Kennismanagement Iedere organisatie beschikt, bewust of onbewust, over grote hoeveelheden kennis op allerlei gebied. Kennis is (volgens de zachte definitie) op vele verschillende manieren gerepresenteerd: in de hoofden van mensen, maar ook in boeken, rapporten, archieven e.d. Kennis is ook heel divers. Het kan essentiële kennis zijn, bijvoorbeeld over hoe het gehanteerde productieproces in zijn werk gaat, maar ook op het eerste gezicht minder belangrijke kennis, zoals het nieuwe adres van een leverancier. Hoe groter de organisatie is, hoe meer kennis er doorgaans aanwezig zal zijn. Echter, meer kennis wil niet zeggen dat een organisatie per definitie beter kan functioneren. Met het toenemen van de hoeveelheid kennis wordt het ook steeds moeilijker om deze kennis te vinden. Binnen een klein bedrijf van 5 mensen weet men precies bij wie men met een bepaalde vraag terecht kan (of niet natuurlijk). Moeilijker wordt het als het om een multinational gaat met enkele duizenden medewerkers en vestigingen op alle continenten. De aanwezigheid van kennis is dus geen garantie dat deze ook optimaal benut wordt. Kenmerkende kennisgerelateerde problemen die zich binnen een organisatie openbaren zijn: • • • • •
het is niet bekend of de benodigde kennis binnen de organisatie aanwezig is; aanwezige kennis is niet compleet, of niet up to date; aanwezige kennis is niet eenduidig, dus voor verschillende uitleg vatbaar; aanwezige kennis is niet toegankelijk wanneer dat nodig is, bijvoorbeeld doordat de persoon die over de kennis beschikt afwezig is; kennis is wel aanwezig, maar niet dààr waar hij nodig is.

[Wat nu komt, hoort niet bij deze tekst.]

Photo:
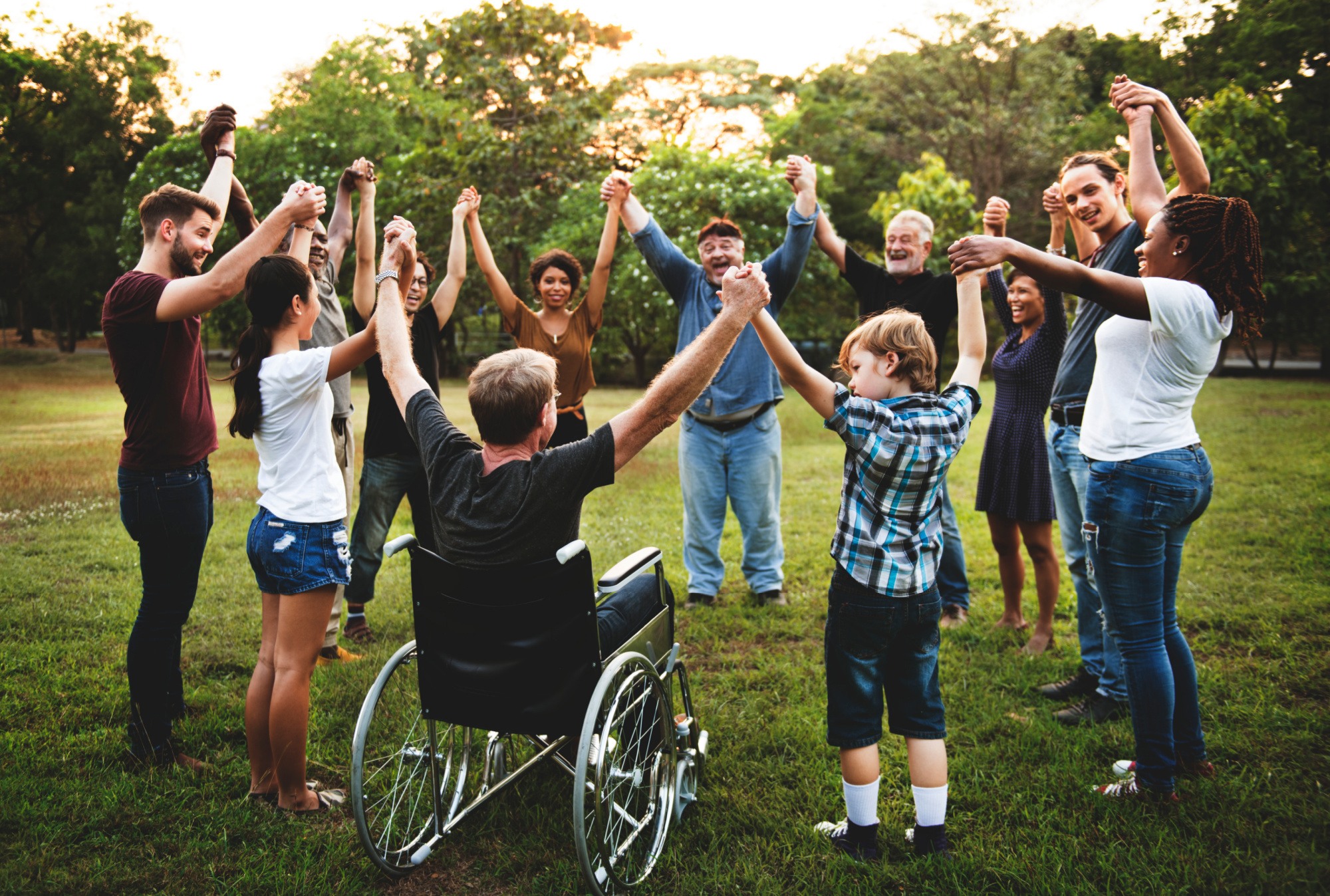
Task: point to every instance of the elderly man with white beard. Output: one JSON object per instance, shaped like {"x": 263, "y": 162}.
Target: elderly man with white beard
{"x": 905, "y": 284}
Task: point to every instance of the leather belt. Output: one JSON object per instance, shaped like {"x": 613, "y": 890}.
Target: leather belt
{"x": 1067, "y": 415}
{"x": 730, "y": 426}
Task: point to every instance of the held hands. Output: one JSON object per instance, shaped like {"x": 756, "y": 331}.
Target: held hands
{"x": 977, "y": 255}
{"x": 745, "y": 290}
{"x": 360, "y": 175}
{"x": 219, "y": 132}
{"x": 996, "y": 216}
{"x": 801, "y": 173}
{"x": 616, "y": 188}
{"x": 304, "y": 203}
{"x": 1135, "y": 102}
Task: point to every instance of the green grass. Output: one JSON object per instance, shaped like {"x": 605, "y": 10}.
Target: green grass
{"x": 1255, "y": 600}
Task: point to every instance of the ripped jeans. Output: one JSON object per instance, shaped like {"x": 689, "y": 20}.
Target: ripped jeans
{"x": 1138, "y": 515}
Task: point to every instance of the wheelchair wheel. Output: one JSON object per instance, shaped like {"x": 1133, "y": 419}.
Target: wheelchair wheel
{"x": 624, "y": 785}
{"x": 396, "y": 773}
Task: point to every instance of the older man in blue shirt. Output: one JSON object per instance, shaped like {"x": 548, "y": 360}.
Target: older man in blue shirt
{"x": 730, "y": 445}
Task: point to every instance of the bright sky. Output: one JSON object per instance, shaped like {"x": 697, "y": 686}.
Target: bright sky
{"x": 251, "y": 43}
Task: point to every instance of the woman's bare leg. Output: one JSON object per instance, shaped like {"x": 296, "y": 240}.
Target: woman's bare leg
{"x": 259, "y": 703}
{"x": 1011, "y": 568}
{"x": 300, "y": 636}
{"x": 1039, "y": 546}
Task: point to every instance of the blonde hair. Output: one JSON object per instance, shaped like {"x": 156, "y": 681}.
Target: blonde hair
{"x": 900, "y": 332}
{"x": 507, "y": 393}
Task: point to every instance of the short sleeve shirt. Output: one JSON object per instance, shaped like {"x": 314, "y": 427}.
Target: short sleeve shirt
{"x": 889, "y": 530}
{"x": 331, "y": 330}
{"x": 930, "y": 296}
{"x": 299, "y": 475}
{"x": 160, "y": 372}
{"x": 385, "y": 431}
{"x": 573, "y": 350}
{"x": 1148, "y": 373}
{"x": 522, "y": 512}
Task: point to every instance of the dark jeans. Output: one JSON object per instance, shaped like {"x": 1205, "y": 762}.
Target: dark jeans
{"x": 1138, "y": 515}
{"x": 384, "y": 483}
{"x": 170, "y": 515}
{"x": 624, "y": 614}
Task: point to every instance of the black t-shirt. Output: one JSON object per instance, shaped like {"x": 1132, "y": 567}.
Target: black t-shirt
{"x": 930, "y": 296}
{"x": 522, "y": 512}
{"x": 385, "y": 433}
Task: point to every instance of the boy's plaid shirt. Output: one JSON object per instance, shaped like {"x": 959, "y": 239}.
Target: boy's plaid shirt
{"x": 889, "y": 531}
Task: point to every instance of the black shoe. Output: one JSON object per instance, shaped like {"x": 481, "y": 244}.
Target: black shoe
{"x": 930, "y": 841}
{"x": 860, "y": 842}
{"x": 1093, "y": 711}
{"x": 1079, "y": 685}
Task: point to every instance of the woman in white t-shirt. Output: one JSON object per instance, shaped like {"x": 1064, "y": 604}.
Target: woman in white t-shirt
{"x": 1150, "y": 479}
{"x": 297, "y": 542}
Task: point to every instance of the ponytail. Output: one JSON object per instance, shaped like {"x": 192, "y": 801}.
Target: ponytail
{"x": 269, "y": 288}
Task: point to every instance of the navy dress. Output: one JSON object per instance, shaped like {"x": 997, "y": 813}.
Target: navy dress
{"x": 1014, "y": 473}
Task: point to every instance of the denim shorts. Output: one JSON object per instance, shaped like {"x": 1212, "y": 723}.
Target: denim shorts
{"x": 881, "y": 648}
{"x": 295, "y": 558}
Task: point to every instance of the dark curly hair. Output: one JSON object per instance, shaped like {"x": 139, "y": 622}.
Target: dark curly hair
{"x": 1227, "y": 247}
{"x": 561, "y": 260}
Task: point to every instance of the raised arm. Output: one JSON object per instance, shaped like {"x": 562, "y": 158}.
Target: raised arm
{"x": 499, "y": 288}
{"x": 219, "y": 134}
{"x": 972, "y": 333}
{"x": 1125, "y": 296}
{"x": 813, "y": 385}
{"x": 744, "y": 293}
{"x": 187, "y": 297}
{"x": 446, "y": 297}
{"x": 362, "y": 288}
{"x": 1192, "y": 173}
{"x": 394, "y": 336}
{"x": 604, "y": 259}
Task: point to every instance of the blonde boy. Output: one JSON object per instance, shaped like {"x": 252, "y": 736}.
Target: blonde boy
{"x": 884, "y": 607}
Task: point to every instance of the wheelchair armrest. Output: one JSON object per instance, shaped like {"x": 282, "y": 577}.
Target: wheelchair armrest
{"x": 401, "y": 543}
{"x": 627, "y": 570}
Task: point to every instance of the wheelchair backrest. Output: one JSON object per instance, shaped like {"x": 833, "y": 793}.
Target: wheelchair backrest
{"x": 506, "y": 648}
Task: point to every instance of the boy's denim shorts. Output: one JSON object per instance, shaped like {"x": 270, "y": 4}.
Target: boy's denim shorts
{"x": 295, "y": 558}
{"x": 881, "y": 647}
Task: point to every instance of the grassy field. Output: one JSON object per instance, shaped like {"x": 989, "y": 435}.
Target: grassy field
{"x": 1255, "y": 600}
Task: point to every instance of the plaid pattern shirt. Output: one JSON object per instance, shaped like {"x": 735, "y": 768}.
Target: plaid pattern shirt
{"x": 889, "y": 531}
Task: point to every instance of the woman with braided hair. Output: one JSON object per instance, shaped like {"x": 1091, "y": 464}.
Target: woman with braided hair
{"x": 1150, "y": 479}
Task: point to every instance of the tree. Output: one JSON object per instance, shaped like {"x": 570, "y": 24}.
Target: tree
{"x": 1251, "y": 155}
{"x": 684, "y": 188}
{"x": 74, "y": 124}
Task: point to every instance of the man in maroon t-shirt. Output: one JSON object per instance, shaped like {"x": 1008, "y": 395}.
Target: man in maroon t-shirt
{"x": 152, "y": 318}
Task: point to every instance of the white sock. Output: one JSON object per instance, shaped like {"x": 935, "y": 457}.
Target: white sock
{"x": 930, "y": 806}
{"x": 861, "y": 802}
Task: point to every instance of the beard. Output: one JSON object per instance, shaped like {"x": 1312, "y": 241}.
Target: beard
{"x": 183, "y": 260}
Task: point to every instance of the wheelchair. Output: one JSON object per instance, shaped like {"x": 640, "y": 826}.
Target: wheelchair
{"x": 502, "y": 655}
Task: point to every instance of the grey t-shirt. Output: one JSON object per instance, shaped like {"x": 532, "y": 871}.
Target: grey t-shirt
{"x": 522, "y": 512}
{"x": 1077, "y": 369}
{"x": 329, "y": 330}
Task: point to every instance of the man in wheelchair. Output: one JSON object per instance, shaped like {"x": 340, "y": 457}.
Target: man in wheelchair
{"x": 510, "y": 501}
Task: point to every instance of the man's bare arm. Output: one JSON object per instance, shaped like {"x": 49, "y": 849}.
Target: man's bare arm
{"x": 744, "y": 293}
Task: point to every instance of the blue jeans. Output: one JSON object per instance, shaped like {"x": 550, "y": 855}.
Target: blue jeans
{"x": 1138, "y": 515}
{"x": 881, "y": 647}
{"x": 170, "y": 514}
{"x": 1070, "y": 475}
{"x": 743, "y": 466}
{"x": 384, "y": 483}
{"x": 953, "y": 583}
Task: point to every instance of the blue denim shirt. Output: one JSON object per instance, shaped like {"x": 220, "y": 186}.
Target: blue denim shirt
{"x": 747, "y": 377}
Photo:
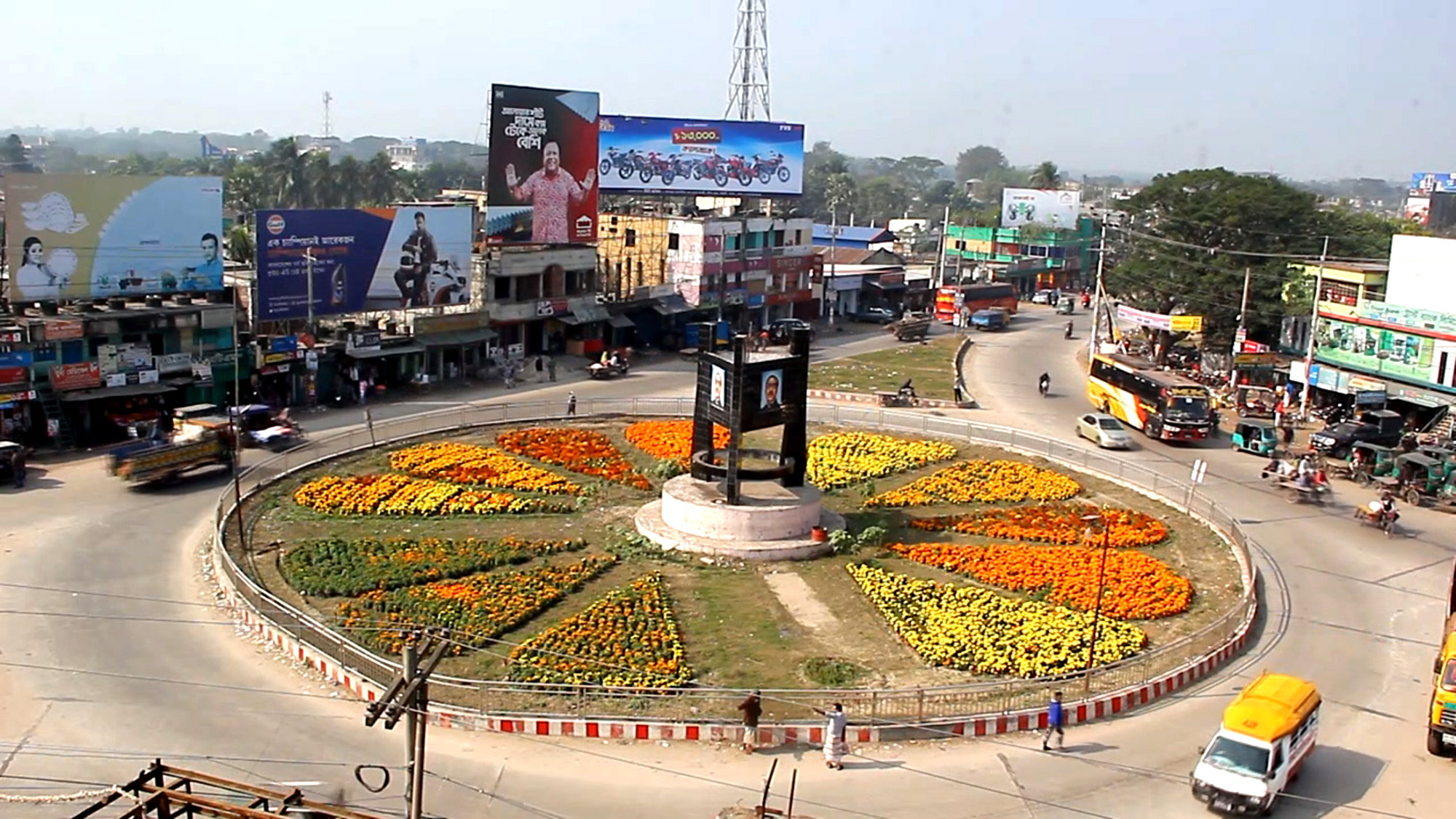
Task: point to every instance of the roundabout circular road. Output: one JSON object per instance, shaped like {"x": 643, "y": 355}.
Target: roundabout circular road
{"x": 111, "y": 656}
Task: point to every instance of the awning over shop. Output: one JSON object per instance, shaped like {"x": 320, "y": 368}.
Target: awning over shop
{"x": 130, "y": 391}
{"x": 672, "y": 305}
{"x": 458, "y": 339}
{"x": 382, "y": 352}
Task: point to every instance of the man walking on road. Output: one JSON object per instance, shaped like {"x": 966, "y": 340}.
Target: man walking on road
{"x": 1055, "y": 720}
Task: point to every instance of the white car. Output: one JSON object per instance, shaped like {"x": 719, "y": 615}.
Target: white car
{"x": 1104, "y": 430}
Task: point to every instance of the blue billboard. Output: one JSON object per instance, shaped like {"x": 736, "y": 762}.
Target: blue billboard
{"x": 382, "y": 258}
{"x": 701, "y": 157}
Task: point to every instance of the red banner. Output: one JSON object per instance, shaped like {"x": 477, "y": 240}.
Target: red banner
{"x": 76, "y": 376}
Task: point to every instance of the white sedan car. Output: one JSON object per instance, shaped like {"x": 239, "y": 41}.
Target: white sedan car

Kennismanagement heeft als doelstelling om zo efficiënt mogelijk met de in een organisatie aanwezige kennis om te gaan, en daardoor de bovengenoemde problemen te voorkomen, of in ieder geval te minimaliseren. Er gaat soms veel tijd verloren aan het opsporen van de benodigde kennis. In het ergste geval wordt zelfs ‘het wiel opnieuw uitgevonden’, doordat het onbekend is dat de benodigde kennis al binnen de organisatie bestaat, of doordat hij zo moeizaam boven water te krijgen is dat pogingen daartoe gestaakt worden. Het is voor een organisatie echter belangrijker dan ooit om flexibel te zijn, snel op nieuwe ontwikkelingen te kunnen inspelen en kwaliteit te leveren. De wereld wordt sneller, competitiever en turbulenter. Technologische ontwikkelingen volgen elkaar in hoog tempo op, en de state of the art techniek van vandaag is morgen alweer achterhaald. Het zo efficiënt mogelijk omgaan met kennis is daarbij van dusdanig belang, dat kennis nu zelfs als een belangrijke productiefactor wordt gezien. Kennismanagement is het vak dat deze productiefactor moet beheersen door (Spek van der & Spijkervet, 1997): • • • •
bevorderen van de ontwikkeling van nieuwe kennis; het verspreiden van de aanwezige kennis over degenen die hem kunnen gebruiken; het toegankelijk maken van de aanwezige kennis voor toekomstig gebruik door de gehele organisatie; het combineren van kennisgebieden.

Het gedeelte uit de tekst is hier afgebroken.